I can tell that it changes the ways that I see people and the world, sometimes better, sometimes worse. In one of the darkened airplane cabins, high above Somewhere between Closer and Father, I reflected on the past few year, the ways that I / we evolve as expats
- Prosody: 80% of human communication is non-verbal, increasing to 100% in places where I don’t speak the language. I think I’ve become much more attuned to what’s not being said, to when people are interested or impatient, to seeing wen someone is buying or selling or just passing by. Part o it is learning to read the flowing river of social interaction, part is learning to listen to and trust gut feelings.
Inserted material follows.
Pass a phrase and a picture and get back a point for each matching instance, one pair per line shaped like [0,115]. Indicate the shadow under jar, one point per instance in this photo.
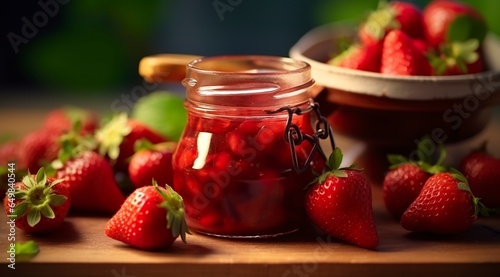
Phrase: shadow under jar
[233,165]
Paradoxically, non-verbal cues are much less reliable across cultures ( does a smile mean embarrassment or happiness) , but even then, it increases awareness of correlating cues and being attentive.
- Seeing: I take a lot more pictures than I used to, only slightly because I want to share things with people back home and readers of the blog. Mostly, it’s because I am constantly encountering the unique and unfamiliar. Over time, I’ve lowed down (a little) to spend time with the experiences: some people create drawings or journal entries, I like to take pictures. Photography helps me to be aware of the light and color, that center of interest, the juxtaposition of objects. It forces me to *look* at the world, rather than just pass through it. I’m the despair of my friend sometimes, dawdling behind and taking pictures, but I value the engagement to see and contrast people, landscapes, and cultures.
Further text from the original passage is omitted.